The company currently has over $6.9 billion of approved major growth projects under construction and expects to spend between $3.25 billion to $3.75 billion in growth projects this year and next. That’s up from the $1.6 billion to $1.8 billion it spent on organic growth projects in 2021 and 2022.

Meanwhile, earlier this year, the company received a long-awaited deepwater port license for its Sea Port Oil Terminal (SPOT) project. If the project gets built, it would turn Enterprise into an important player in the crude export market.
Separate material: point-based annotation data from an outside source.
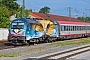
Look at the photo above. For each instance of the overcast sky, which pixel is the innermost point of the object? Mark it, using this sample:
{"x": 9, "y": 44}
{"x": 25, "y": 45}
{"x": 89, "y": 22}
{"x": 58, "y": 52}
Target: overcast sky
{"x": 60, "y": 7}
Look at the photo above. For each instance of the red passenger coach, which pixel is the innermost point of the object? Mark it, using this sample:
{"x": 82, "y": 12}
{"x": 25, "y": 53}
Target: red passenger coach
{"x": 73, "y": 29}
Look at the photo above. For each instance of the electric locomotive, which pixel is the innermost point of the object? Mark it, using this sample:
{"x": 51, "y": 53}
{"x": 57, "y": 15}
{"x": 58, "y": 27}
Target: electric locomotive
{"x": 24, "y": 31}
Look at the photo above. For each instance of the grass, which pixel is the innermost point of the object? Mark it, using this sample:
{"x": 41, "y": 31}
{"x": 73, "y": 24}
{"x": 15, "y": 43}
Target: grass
{"x": 9, "y": 55}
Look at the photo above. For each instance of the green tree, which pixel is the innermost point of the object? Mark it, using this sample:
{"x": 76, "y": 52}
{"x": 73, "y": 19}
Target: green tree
{"x": 45, "y": 10}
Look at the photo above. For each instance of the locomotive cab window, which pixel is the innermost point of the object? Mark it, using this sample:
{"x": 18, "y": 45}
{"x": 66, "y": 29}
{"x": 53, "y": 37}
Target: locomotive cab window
{"x": 18, "y": 25}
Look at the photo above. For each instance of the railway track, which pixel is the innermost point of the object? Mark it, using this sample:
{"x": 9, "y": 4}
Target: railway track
{"x": 62, "y": 55}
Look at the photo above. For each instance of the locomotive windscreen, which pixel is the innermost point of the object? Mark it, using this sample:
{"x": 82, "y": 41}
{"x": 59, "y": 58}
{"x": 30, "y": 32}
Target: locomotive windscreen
{"x": 17, "y": 25}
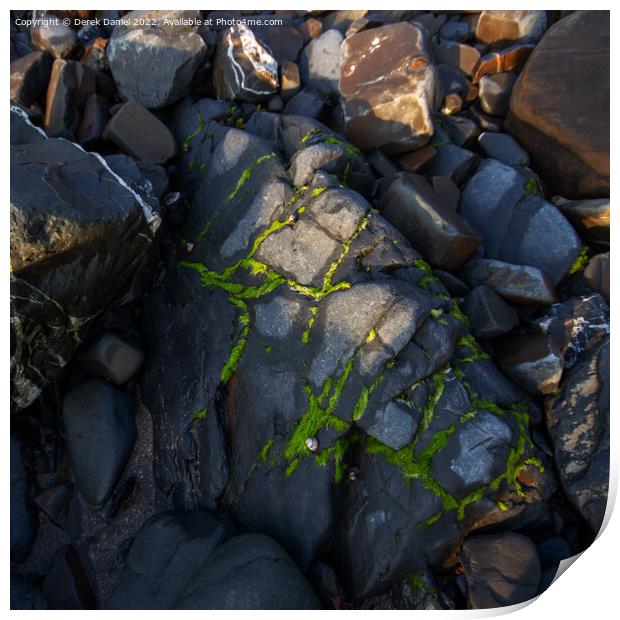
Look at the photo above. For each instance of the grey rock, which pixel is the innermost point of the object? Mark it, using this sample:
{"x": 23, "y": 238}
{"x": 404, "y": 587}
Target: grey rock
{"x": 100, "y": 430}
{"x": 155, "y": 66}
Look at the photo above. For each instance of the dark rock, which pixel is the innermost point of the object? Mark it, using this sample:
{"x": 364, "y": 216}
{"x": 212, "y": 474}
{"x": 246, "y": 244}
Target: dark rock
{"x": 500, "y": 569}
{"x": 164, "y": 556}
{"x": 488, "y": 314}
{"x": 53, "y": 36}
{"x": 100, "y": 430}
{"x": 458, "y": 55}
{"x": 533, "y": 361}
{"x": 578, "y": 422}
{"x": 509, "y": 59}
{"x": 518, "y": 226}
{"x": 251, "y": 571}
{"x": 30, "y": 76}
{"x": 504, "y": 148}
{"x": 165, "y": 57}
{"x": 112, "y": 358}
{"x": 517, "y": 283}
{"x": 494, "y": 92}
{"x": 589, "y": 217}
{"x": 67, "y": 585}
{"x": 140, "y": 133}
{"x": 25, "y": 596}
{"x": 54, "y": 503}
{"x": 24, "y": 522}
{"x": 319, "y": 63}
{"x": 389, "y": 94}
{"x": 568, "y": 142}
{"x": 443, "y": 237}
{"x": 499, "y": 29}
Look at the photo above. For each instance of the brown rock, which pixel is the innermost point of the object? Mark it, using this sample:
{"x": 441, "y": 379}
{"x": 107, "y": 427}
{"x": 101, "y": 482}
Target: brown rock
{"x": 141, "y": 134}
{"x": 388, "y": 86}
{"x": 560, "y": 107}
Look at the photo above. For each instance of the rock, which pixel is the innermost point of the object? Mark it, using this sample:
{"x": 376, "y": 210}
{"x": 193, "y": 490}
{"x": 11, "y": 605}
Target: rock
{"x": 509, "y": 59}
{"x": 578, "y": 423}
{"x": 100, "y": 430}
{"x": 250, "y": 571}
{"x": 166, "y": 56}
{"x": 140, "y": 133}
{"x": 458, "y": 55}
{"x": 494, "y": 92}
{"x": 290, "y": 81}
{"x": 518, "y": 284}
{"x": 499, "y": 29}
{"x": 24, "y": 522}
{"x": 597, "y": 274}
{"x": 243, "y": 68}
{"x": 589, "y": 217}
{"x": 389, "y": 88}
{"x": 30, "y": 76}
{"x": 97, "y": 230}
{"x": 500, "y": 569}
{"x": 567, "y": 135}
{"x": 67, "y": 585}
{"x": 53, "y": 36}
{"x": 504, "y": 148}
{"x": 319, "y": 63}
{"x": 488, "y": 314}
{"x": 533, "y": 361}
{"x": 443, "y": 237}
{"x": 111, "y": 358}
{"x": 24, "y": 595}
{"x": 163, "y": 557}
{"x": 54, "y": 503}
{"x": 453, "y": 162}
{"x": 518, "y": 226}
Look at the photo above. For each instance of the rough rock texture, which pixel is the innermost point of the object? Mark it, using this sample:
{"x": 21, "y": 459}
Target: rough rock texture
{"x": 77, "y": 234}
{"x": 251, "y": 571}
{"x": 569, "y": 145}
{"x": 578, "y": 422}
{"x": 243, "y": 68}
{"x": 389, "y": 88}
{"x": 154, "y": 65}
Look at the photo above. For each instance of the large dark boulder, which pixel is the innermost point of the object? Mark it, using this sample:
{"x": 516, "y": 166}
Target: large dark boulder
{"x": 560, "y": 107}
{"x": 77, "y": 234}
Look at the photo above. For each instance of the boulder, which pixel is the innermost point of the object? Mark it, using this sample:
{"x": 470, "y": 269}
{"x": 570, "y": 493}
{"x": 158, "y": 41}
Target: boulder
{"x": 154, "y": 65}
{"x": 100, "y": 430}
{"x": 77, "y": 234}
{"x": 389, "y": 88}
{"x": 567, "y": 140}
{"x": 243, "y": 69}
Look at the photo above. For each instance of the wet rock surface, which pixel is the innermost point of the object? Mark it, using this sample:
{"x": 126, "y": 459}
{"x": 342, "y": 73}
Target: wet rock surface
{"x": 312, "y": 326}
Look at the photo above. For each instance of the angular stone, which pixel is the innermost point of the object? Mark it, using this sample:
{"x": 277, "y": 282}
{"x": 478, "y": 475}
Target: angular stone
{"x": 578, "y": 422}
{"x": 251, "y": 571}
{"x": 100, "y": 430}
{"x": 141, "y": 134}
{"x": 443, "y": 237}
{"x": 565, "y": 132}
{"x": 165, "y": 57}
{"x": 504, "y": 148}
{"x": 517, "y": 283}
{"x": 533, "y": 361}
{"x": 389, "y": 88}
{"x": 499, "y": 29}
{"x": 509, "y": 59}
{"x": 494, "y": 92}
{"x": 319, "y": 63}
{"x": 163, "y": 557}
{"x": 500, "y": 569}
{"x": 488, "y": 314}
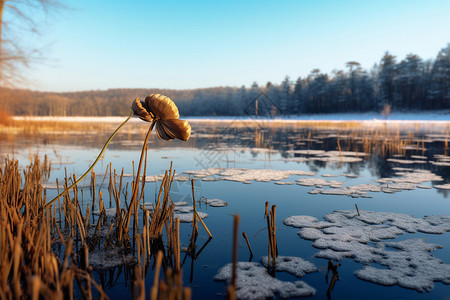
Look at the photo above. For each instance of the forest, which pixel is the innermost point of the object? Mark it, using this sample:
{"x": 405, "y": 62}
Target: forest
{"x": 410, "y": 84}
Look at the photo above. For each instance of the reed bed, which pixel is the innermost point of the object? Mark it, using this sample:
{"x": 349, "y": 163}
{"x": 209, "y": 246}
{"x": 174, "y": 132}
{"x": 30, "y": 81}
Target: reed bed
{"x": 45, "y": 250}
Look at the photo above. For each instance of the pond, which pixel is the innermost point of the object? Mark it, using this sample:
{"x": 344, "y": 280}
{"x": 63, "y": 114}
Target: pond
{"x": 393, "y": 177}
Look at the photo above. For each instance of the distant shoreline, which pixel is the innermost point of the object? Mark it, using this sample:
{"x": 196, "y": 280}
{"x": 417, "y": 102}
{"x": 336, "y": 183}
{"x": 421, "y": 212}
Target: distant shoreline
{"x": 421, "y": 117}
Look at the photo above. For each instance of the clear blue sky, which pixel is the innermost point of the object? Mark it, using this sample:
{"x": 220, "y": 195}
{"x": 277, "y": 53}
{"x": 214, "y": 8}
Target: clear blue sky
{"x": 193, "y": 44}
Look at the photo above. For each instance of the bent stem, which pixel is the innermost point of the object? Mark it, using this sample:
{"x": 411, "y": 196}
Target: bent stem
{"x": 134, "y": 195}
{"x": 95, "y": 162}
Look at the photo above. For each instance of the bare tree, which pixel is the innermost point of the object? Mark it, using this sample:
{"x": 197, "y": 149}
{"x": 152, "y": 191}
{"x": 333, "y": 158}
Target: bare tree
{"x": 15, "y": 54}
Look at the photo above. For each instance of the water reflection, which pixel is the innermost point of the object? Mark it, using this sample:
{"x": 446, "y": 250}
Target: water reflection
{"x": 277, "y": 148}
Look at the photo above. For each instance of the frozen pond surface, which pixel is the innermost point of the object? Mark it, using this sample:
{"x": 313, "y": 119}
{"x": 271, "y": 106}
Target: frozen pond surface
{"x": 398, "y": 246}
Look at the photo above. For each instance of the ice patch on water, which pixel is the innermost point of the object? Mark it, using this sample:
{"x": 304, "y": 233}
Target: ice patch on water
{"x": 246, "y": 175}
{"x": 293, "y": 265}
{"x": 188, "y": 217}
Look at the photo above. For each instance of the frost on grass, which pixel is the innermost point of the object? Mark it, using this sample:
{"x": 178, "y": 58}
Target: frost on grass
{"x": 253, "y": 282}
{"x": 293, "y": 265}
{"x": 246, "y": 175}
{"x": 407, "y": 263}
{"x": 187, "y": 217}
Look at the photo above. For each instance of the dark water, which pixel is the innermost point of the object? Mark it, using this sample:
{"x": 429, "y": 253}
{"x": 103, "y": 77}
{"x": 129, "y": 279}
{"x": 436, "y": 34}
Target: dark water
{"x": 262, "y": 148}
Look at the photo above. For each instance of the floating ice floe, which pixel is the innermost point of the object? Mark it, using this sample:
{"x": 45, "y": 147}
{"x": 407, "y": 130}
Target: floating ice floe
{"x": 407, "y": 263}
{"x": 188, "y": 217}
{"x": 440, "y": 163}
{"x": 406, "y": 161}
{"x": 216, "y": 202}
{"x": 247, "y": 175}
{"x": 417, "y": 176}
{"x": 183, "y": 209}
{"x": 253, "y": 282}
{"x": 296, "y": 266}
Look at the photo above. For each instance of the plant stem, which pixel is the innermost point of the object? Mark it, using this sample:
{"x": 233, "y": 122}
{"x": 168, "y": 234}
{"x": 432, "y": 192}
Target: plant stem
{"x": 95, "y": 162}
{"x": 136, "y": 184}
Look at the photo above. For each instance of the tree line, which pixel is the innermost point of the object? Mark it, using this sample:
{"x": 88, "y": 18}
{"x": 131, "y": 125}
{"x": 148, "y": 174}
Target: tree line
{"x": 408, "y": 84}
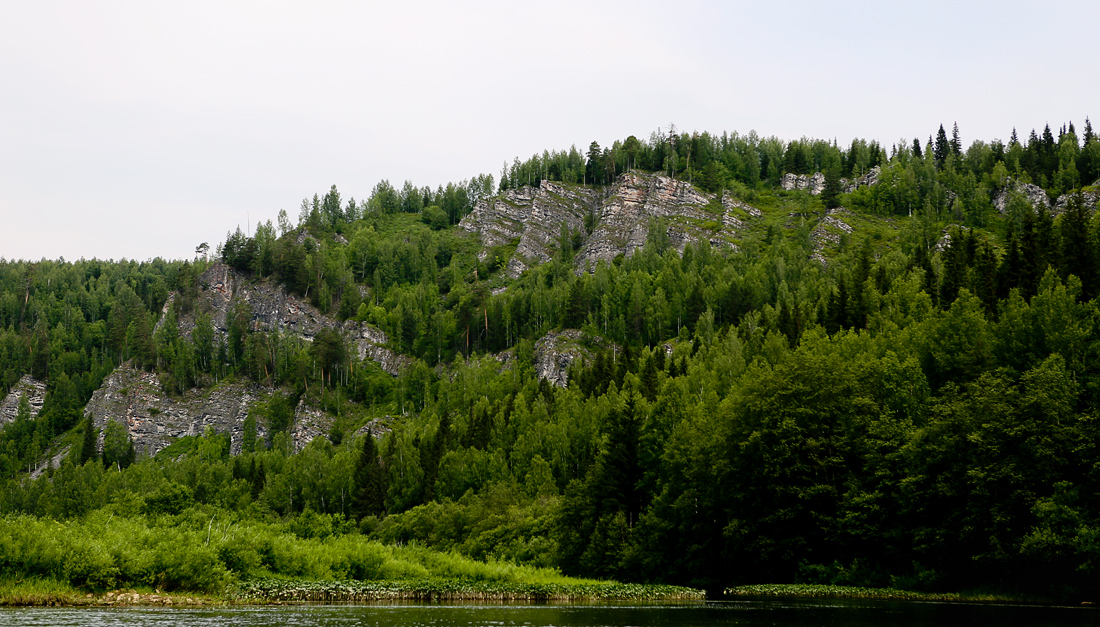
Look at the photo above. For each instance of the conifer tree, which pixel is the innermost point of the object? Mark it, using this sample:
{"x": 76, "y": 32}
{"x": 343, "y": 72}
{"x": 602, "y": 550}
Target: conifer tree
{"x": 941, "y": 147}
{"x": 370, "y": 481}
{"x": 88, "y": 444}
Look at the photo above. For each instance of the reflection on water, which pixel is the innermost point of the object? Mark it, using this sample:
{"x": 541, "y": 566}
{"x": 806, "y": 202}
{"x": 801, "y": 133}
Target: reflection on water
{"x": 787, "y": 613}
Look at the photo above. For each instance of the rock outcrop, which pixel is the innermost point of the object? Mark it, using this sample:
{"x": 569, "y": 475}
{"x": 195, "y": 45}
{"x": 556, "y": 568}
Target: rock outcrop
{"x": 135, "y": 398}
{"x": 620, "y": 218}
{"x": 828, "y": 232}
{"x": 1089, "y": 198}
{"x": 637, "y": 200}
{"x": 1038, "y": 198}
{"x": 558, "y": 350}
{"x": 532, "y": 218}
{"x": 1034, "y": 195}
{"x": 35, "y": 392}
{"x": 276, "y": 310}
{"x": 815, "y": 183}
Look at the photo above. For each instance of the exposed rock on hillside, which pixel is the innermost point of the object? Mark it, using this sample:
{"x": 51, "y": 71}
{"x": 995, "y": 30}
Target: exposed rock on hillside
{"x": 274, "y": 309}
{"x": 828, "y": 232}
{"x": 1090, "y": 199}
{"x": 1037, "y": 197}
{"x": 1034, "y": 194}
{"x": 534, "y": 218}
{"x": 557, "y": 351}
{"x": 35, "y": 392}
{"x": 626, "y": 217}
{"x": 134, "y": 398}
{"x": 815, "y": 183}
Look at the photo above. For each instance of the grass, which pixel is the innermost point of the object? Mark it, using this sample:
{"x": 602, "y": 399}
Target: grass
{"x": 851, "y": 592}
{"x": 278, "y": 591}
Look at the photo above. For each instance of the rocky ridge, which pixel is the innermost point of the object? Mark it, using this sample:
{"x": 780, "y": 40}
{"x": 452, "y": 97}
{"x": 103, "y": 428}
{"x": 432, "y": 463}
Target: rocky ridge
{"x": 532, "y": 218}
{"x": 557, "y": 351}
{"x": 154, "y": 420}
{"x": 827, "y": 233}
{"x": 815, "y": 183}
{"x": 276, "y": 310}
{"x": 1037, "y": 197}
{"x": 35, "y": 392}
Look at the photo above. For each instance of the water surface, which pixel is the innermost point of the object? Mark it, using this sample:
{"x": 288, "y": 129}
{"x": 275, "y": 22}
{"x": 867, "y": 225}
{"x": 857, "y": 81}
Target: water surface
{"x": 771, "y": 612}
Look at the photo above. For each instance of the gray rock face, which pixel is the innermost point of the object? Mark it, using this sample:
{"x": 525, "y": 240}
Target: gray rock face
{"x": 828, "y": 232}
{"x": 274, "y": 309}
{"x": 557, "y": 351}
{"x": 815, "y": 183}
{"x": 35, "y": 392}
{"x": 1090, "y": 199}
{"x": 532, "y": 218}
{"x": 637, "y": 199}
{"x": 1034, "y": 194}
{"x": 870, "y": 178}
{"x": 1037, "y": 197}
{"x": 135, "y": 398}
{"x": 623, "y": 215}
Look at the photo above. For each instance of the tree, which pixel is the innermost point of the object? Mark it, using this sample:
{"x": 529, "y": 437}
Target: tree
{"x": 941, "y": 147}
{"x": 594, "y": 166}
{"x": 118, "y": 446}
{"x": 370, "y": 481}
{"x": 832, "y": 193}
{"x": 88, "y": 443}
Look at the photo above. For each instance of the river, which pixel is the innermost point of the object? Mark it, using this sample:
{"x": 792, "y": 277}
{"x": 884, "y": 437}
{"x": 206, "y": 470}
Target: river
{"x": 751, "y": 612}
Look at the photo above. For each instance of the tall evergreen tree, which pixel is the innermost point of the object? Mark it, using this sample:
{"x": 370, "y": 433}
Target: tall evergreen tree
{"x": 370, "y": 481}
{"x": 942, "y": 147}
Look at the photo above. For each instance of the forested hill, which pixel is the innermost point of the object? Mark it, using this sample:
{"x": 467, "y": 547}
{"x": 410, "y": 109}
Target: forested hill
{"x": 692, "y": 359}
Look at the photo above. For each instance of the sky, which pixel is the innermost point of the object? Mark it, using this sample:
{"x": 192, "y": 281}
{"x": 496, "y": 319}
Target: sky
{"x": 140, "y": 130}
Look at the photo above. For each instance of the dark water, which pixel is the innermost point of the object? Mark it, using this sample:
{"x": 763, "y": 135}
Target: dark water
{"x": 784, "y": 613}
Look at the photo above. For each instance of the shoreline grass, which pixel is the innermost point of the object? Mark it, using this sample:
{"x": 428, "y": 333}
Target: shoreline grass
{"x": 430, "y": 591}
{"x": 875, "y": 593}
{"x": 52, "y": 593}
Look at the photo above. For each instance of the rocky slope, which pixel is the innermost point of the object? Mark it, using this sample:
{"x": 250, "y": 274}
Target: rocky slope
{"x": 35, "y": 392}
{"x": 815, "y": 183}
{"x": 274, "y": 309}
{"x": 1037, "y": 197}
{"x": 619, "y": 218}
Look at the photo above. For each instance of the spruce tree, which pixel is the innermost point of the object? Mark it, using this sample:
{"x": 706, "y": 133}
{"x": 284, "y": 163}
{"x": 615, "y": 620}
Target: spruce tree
{"x": 88, "y": 446}
{"x": 370, "y": 481}
{"x": 941, "y": 147}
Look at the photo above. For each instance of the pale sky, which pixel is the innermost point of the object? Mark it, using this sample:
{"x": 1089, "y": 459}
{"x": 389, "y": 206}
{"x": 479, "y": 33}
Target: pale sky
{"x": 142, "y": 129}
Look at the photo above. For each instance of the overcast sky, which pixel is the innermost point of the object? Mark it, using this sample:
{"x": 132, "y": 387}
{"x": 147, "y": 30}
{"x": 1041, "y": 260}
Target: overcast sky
{"x": 142, "y": 129}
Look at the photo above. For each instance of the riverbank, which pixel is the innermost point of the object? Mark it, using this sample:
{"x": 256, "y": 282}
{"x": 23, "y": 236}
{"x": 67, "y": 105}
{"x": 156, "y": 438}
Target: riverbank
{"x": 882, "y": 593}
{"x": 48, "y": 593}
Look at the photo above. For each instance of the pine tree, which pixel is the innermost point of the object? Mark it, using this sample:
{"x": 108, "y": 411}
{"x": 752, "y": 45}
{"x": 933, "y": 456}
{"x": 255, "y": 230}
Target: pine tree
{"x": 370, "y": 481}
{"x": 941, "y": 147}
{"x": 88, "y": 444}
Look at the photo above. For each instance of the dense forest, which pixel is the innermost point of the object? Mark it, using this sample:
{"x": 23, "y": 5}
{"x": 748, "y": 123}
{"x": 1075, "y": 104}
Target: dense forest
{"x": 920, "y": 411}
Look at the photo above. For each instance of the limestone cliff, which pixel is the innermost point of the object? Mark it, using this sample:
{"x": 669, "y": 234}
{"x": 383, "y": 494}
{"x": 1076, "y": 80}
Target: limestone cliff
{"x": 558, "y": 350}
{"x": 35, "y": 392}
{"x": 154, "y": 420}
{"x": 1038, "y": 198}
{"x": 274, "y": 309}
{"x": 611, "y": 222}
{"x": 815, "y": 183}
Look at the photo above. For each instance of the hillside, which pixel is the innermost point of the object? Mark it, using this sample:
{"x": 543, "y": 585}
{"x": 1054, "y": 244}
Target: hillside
{"x": 696, "y": 360}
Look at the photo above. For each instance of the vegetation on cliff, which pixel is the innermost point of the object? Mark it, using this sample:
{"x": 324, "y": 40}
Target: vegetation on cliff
{"x": 916, "y": 413}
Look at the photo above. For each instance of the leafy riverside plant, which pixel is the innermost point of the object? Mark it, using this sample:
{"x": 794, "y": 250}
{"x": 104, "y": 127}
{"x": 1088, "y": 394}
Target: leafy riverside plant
{"x": 176, "y": 552}
{"x": 900, "y": 392}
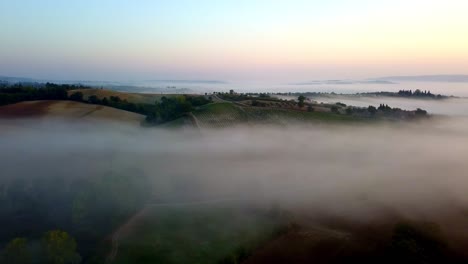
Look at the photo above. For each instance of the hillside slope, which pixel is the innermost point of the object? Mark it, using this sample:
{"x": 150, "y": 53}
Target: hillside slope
{"x": 68, "y": 109}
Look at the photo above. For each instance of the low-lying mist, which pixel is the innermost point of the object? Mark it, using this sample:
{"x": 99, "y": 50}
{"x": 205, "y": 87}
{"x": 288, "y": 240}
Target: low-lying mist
{"x": 416, "y": 169}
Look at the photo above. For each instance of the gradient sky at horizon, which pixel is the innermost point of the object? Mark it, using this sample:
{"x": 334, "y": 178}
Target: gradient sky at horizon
{"x": 293, "y": 40}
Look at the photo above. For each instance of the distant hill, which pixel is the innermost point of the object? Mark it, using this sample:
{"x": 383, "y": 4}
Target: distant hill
{"x": 70, "y": 110}
{"x": 428, "y": 78}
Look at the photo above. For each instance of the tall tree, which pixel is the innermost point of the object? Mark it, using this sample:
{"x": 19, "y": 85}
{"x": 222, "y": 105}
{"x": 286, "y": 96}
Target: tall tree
{"x": 60, "y": 248}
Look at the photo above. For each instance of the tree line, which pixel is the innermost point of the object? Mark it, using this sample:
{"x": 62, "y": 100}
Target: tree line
{"x": 167, "y": 109}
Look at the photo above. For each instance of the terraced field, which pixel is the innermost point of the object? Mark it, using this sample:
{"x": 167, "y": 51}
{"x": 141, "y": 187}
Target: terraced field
{"x": 203, "y": 233}
{"x": 220, "y": 115}
{"x": 69, "y": 110}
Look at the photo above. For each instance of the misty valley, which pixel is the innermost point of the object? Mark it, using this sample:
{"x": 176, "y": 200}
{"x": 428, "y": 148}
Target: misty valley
{"x": 98, "y": 176}
{"x": 233, "y": 132}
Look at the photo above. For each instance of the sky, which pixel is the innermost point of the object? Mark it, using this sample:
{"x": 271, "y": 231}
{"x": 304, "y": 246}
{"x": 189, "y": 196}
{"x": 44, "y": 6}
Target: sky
{"x": 253, "y": 40}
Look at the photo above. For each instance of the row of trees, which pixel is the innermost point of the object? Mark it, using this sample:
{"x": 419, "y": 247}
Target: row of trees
{"x": 169, "y": 108}
{"x": 18, "y": 93}
{"x": 87, "y": 207}
{"x": 56, "y": 247}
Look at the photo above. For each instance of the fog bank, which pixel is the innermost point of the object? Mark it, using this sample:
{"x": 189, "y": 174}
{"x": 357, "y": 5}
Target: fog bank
{"x": 416, "y": 169}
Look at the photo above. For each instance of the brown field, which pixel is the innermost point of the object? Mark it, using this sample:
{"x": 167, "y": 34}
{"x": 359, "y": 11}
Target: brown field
{"x": 67, "y": 109}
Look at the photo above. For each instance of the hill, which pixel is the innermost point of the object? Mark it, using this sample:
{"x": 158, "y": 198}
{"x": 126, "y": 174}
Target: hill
{"x": 67, "y": 109}
{"x": 135, "y": 98}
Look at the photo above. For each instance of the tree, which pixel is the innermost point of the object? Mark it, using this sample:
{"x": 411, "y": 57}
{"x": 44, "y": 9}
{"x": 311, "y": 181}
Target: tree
{"x": 371, "y": 109}
{"x": 301, "y": 99}
{"x": 335, "y": 110}
{"x": 93, "y": 99}
{"x": 17, "y": 252}
{"x": 76, "y": 96}
{"x": 60, "y": 248}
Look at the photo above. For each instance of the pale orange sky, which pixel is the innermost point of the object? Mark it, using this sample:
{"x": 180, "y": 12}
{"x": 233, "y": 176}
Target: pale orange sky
{"x": 284, "y": 40}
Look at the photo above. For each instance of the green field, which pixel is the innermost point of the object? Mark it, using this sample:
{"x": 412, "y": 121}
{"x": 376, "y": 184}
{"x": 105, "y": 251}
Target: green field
{"x": 219, "y": 115}
{"x": 223, "y": 233}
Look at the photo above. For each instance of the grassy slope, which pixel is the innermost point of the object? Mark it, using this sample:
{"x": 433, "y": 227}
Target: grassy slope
{"x": 68, "y": 109}
{"x": 198, "y": 234}
{"x": 130, "y": 97}
{"x": 227, "y": 114}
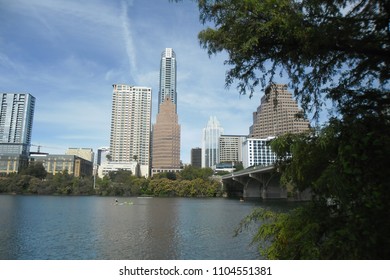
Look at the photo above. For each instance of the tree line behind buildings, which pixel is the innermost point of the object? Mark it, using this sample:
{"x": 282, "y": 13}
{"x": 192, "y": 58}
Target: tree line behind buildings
{"x": 190, "y": 182}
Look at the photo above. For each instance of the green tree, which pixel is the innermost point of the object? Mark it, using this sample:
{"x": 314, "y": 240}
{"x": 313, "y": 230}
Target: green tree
{"x": 338, "y": 50}
{"x": 324, "y": 47}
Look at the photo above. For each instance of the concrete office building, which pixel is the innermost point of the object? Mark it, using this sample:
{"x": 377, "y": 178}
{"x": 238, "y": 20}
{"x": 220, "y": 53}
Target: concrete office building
{"x": 72, "y": 164}
{"x": 277, "y": 114}
{"x": 85, "y": 153}
{"x": 257, "y": 152}
{"x": 230, "y": 148}
{"x": 196, "y": 157}
{"x": 166, "y": 140}
{"x": 130, "y": 125}
{"x": 167, "y": 86}
{"x": 210, "y": 143}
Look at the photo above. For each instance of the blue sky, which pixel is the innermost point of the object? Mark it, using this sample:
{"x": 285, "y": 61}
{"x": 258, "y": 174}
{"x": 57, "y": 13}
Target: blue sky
{"x": 68, "y": 53}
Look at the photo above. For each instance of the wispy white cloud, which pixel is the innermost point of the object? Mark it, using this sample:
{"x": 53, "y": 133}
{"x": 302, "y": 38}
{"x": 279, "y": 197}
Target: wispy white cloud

With its natural gas transportation network, especially in the Permian, Enterprise is also well positioned to get its fair share of projects to help support the growing use of natural gas energy to support the power needs of data centers and artificial intelligence (AI). AI consumes a massive amount of energy, and natural gas will likely be the primary energy source to give these data centers the cheap, reliable energy they need over the next several years.

4. Enterprise Products has an attractive valuation

Despite its strong balance sheet and growth opportunities in front of it, Enterprise Products trades a very attractive valuation on an enterprise value to forward earnings before interest, taxes, depreciation, and amortization basis (EV/EBITDA) of 9.2 times. Given the debt and capex spending in the midstream space, this tends to be one of the most common metrics by which to value these stocks.

EPD EV to EBITDA (Forward) data by YCharts

From a historical perspective, the midstream sector traded at an average EV/EBITDA multiple of over 13.5 times from 2011 through 2016 before the oil crash, while Enterprise often traded at a premium multiple of over 15 times. This is despite the company and sector as a whole being in better financial shape today versus a decade ago.

Trading at a low historical valuation, combined with a strong balance sheet, high yield, and strong growth prospects ahead, Enterprise Products Partners is a pipeline stock I’d be buying like there is no tomorrow.